Massachusetts eyaletindeki Tufts Üniversitesi’nde doktora eğitimi gören Rümeysa Öztürk, 25 Mart’ta Boston’da evinin yakınlarında ICE ajanları tarafından gözaltına alındı. Fulbright bursiyeri olan Öztürk, arkadaşlarıyla iftara gitmek için evinden çıktığı sırada yüzleri kapalı altı sivil ICE ajanı tarafından durdurularak kısa sürede kelepçelenip bir araca bindirildi.

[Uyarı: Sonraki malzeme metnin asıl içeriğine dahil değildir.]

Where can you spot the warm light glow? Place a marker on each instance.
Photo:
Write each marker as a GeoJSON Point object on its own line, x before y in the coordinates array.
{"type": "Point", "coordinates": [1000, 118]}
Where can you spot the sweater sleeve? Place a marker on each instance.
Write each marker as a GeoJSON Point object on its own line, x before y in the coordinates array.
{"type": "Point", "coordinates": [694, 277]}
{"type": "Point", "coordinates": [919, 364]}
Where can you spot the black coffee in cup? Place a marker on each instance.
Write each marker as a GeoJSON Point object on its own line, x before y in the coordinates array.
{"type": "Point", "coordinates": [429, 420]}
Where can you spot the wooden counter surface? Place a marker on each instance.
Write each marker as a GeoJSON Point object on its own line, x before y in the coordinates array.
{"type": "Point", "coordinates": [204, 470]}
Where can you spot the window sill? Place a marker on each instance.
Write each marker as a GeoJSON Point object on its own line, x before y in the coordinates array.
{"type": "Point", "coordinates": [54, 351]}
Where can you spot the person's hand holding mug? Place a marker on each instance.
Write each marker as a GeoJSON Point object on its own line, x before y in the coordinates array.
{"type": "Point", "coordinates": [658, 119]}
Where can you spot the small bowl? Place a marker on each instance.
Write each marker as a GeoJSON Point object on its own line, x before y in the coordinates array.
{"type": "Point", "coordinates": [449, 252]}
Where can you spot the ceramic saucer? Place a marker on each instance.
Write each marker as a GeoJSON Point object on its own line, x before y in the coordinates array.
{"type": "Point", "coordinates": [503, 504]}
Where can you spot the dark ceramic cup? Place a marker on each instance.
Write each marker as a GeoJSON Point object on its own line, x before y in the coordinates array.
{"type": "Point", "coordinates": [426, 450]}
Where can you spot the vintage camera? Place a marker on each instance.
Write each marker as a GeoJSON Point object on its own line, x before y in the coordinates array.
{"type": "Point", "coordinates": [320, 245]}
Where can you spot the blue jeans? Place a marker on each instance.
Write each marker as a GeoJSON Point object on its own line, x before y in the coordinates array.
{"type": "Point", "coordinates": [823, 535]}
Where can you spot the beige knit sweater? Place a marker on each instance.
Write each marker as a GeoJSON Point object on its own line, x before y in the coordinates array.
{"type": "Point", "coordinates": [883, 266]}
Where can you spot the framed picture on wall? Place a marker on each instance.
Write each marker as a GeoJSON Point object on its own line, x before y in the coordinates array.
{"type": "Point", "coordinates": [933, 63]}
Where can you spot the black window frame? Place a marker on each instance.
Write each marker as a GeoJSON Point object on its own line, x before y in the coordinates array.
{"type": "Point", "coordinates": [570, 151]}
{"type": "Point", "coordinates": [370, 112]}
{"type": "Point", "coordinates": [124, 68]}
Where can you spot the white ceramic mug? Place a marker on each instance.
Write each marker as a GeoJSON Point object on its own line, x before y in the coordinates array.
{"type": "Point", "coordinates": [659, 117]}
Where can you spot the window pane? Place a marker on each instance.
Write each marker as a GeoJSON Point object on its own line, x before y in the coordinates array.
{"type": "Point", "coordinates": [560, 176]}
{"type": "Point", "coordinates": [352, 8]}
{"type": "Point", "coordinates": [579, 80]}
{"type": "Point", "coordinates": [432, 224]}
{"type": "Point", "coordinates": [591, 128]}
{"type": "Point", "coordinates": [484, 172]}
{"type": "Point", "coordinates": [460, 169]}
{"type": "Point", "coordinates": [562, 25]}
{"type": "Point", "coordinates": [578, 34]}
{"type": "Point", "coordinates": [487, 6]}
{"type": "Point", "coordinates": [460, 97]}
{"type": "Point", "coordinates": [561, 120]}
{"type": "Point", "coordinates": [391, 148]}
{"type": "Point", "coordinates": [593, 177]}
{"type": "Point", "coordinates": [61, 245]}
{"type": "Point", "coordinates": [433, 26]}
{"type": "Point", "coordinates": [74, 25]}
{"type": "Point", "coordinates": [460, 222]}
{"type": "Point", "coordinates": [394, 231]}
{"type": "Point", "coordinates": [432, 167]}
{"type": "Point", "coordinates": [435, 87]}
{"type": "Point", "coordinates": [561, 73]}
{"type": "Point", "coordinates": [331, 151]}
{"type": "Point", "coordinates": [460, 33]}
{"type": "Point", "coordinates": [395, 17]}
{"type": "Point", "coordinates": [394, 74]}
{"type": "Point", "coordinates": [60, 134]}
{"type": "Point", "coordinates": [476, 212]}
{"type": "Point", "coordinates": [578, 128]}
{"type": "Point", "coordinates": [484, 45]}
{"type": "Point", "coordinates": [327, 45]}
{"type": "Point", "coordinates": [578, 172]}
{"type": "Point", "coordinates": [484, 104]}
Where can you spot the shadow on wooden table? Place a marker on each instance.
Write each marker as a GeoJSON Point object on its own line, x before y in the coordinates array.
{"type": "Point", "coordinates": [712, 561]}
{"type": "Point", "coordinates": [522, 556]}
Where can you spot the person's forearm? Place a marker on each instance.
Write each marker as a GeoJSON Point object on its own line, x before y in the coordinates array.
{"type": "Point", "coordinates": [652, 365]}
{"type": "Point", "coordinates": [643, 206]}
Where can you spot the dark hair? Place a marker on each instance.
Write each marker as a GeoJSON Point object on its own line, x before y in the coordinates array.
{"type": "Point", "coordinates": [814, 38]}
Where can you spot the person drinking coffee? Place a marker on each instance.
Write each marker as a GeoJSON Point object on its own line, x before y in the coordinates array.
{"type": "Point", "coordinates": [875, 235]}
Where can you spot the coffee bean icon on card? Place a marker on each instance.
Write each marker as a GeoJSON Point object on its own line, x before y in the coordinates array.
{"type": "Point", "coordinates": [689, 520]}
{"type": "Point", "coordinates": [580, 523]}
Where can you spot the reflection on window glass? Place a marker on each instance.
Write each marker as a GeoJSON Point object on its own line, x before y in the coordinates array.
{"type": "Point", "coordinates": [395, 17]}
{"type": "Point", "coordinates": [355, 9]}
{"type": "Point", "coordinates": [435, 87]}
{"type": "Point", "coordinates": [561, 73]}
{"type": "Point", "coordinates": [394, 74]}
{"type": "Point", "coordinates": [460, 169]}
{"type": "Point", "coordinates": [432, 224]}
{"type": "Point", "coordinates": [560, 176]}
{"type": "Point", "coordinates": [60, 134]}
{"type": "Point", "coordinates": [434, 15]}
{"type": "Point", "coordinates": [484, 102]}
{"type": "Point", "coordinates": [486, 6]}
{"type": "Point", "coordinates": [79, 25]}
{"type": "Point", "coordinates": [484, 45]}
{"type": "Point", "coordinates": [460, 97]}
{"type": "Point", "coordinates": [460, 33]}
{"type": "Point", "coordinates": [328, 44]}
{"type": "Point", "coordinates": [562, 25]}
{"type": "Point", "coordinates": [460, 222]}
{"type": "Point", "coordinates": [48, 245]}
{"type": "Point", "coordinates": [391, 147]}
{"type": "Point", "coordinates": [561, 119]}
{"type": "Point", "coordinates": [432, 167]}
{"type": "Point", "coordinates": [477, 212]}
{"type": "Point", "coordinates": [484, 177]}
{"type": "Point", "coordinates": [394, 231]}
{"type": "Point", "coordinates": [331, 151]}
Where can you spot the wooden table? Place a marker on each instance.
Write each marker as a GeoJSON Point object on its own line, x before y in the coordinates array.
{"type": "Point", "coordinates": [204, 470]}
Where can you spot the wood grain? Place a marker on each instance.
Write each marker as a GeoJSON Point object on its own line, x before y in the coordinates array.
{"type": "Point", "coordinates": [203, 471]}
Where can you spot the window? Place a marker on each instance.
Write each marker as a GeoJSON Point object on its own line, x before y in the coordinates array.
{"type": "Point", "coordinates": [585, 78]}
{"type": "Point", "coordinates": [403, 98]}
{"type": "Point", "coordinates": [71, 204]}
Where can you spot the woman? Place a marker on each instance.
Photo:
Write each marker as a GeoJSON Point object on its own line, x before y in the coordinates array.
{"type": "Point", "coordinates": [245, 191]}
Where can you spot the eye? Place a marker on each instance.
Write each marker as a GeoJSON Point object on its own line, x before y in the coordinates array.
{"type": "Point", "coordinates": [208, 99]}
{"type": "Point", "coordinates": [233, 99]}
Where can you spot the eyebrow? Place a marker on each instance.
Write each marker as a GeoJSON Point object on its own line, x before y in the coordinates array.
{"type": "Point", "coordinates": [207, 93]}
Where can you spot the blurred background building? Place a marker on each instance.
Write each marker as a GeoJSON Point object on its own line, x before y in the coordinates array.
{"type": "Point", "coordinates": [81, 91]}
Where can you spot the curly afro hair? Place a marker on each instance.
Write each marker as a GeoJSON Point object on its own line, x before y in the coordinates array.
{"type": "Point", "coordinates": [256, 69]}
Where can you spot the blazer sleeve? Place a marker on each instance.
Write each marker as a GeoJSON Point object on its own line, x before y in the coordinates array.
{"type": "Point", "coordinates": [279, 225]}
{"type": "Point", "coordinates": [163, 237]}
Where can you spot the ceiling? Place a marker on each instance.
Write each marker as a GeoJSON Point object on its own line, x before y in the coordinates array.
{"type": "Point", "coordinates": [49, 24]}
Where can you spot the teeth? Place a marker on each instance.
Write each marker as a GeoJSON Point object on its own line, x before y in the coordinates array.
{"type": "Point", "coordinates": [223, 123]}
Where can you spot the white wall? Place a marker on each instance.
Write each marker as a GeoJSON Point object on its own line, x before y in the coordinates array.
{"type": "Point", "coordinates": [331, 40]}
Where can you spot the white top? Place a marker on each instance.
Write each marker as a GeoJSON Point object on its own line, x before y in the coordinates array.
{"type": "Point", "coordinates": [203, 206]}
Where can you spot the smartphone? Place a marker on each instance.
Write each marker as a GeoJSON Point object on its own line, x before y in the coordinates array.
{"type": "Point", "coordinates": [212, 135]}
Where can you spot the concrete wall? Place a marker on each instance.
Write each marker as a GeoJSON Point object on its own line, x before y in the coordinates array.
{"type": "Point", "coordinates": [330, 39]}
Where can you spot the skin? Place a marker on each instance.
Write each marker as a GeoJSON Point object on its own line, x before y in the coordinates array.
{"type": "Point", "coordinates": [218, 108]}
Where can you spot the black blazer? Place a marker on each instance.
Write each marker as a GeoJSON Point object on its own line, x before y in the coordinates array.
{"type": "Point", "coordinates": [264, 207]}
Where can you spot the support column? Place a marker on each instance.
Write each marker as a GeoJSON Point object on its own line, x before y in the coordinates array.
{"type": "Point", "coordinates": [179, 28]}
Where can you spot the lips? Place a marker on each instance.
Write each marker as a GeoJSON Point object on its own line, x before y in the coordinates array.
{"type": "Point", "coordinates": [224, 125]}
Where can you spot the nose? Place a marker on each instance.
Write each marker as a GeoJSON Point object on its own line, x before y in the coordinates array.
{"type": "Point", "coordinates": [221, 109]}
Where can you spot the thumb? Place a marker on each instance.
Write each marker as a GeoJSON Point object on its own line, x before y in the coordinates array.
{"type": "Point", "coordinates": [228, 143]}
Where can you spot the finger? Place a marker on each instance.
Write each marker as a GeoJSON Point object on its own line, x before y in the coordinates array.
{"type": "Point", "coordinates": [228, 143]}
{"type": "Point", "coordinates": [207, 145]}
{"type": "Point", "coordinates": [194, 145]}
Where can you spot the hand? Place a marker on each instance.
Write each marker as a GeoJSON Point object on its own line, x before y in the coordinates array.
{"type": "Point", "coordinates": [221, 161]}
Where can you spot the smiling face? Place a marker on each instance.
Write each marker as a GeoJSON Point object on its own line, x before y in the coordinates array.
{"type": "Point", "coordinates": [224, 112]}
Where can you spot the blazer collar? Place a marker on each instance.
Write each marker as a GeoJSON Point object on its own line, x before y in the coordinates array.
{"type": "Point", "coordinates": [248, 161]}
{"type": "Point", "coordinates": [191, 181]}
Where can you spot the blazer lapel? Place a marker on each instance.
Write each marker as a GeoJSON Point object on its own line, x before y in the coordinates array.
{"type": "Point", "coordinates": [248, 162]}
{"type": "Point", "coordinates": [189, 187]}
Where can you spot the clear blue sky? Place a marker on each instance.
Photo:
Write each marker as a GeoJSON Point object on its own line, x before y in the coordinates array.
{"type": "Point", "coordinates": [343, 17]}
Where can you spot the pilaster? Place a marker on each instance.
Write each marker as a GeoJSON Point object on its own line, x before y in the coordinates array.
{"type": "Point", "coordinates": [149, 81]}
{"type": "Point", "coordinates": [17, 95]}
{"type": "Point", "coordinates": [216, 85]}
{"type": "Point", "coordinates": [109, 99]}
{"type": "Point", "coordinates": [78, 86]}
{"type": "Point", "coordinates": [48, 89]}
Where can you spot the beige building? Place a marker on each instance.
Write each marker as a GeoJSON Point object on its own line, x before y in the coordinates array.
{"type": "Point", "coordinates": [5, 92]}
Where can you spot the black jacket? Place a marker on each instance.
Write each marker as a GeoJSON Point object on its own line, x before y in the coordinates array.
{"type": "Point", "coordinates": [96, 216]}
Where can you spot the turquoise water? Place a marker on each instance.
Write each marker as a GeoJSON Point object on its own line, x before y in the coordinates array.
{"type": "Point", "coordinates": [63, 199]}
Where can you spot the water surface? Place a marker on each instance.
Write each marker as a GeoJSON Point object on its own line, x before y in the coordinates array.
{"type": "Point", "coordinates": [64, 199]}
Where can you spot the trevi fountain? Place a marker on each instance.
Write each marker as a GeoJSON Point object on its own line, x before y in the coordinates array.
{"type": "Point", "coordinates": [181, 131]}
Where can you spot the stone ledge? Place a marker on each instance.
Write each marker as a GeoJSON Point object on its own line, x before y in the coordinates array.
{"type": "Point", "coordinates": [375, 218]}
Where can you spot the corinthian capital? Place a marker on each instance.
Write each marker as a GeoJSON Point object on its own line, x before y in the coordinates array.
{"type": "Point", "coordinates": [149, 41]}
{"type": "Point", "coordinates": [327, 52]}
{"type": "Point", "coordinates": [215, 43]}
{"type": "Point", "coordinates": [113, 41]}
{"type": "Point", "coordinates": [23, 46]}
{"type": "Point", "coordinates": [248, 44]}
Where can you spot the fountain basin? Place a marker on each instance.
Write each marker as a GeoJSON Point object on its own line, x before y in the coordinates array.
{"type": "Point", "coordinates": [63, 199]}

ABD İç Güvenlik Bakanlığı, Öztürk’ün “Hamas’ı destekleyen faaliyetlerde bulunduğu” iddiasında bulundu. Ancak bu iddiaya ilişkin kamuoyuyla paylaşılan somut bir delil sunulmadı. Aynı zamanda, Boston Bölge Mahkemesi, Öztürk’ün sınır dışı edilmesini geçici olarak durdurmuştu.
Öztürk’ün, Mart 2024’te üniversite gazetesinde yayınlanan ortak yazısında okulun Filistin’e yönelik politikasını eleştirdiği ve üniversite yönetiminden İsrail bağlantılarını kesmesini talep ettiği biliniyor.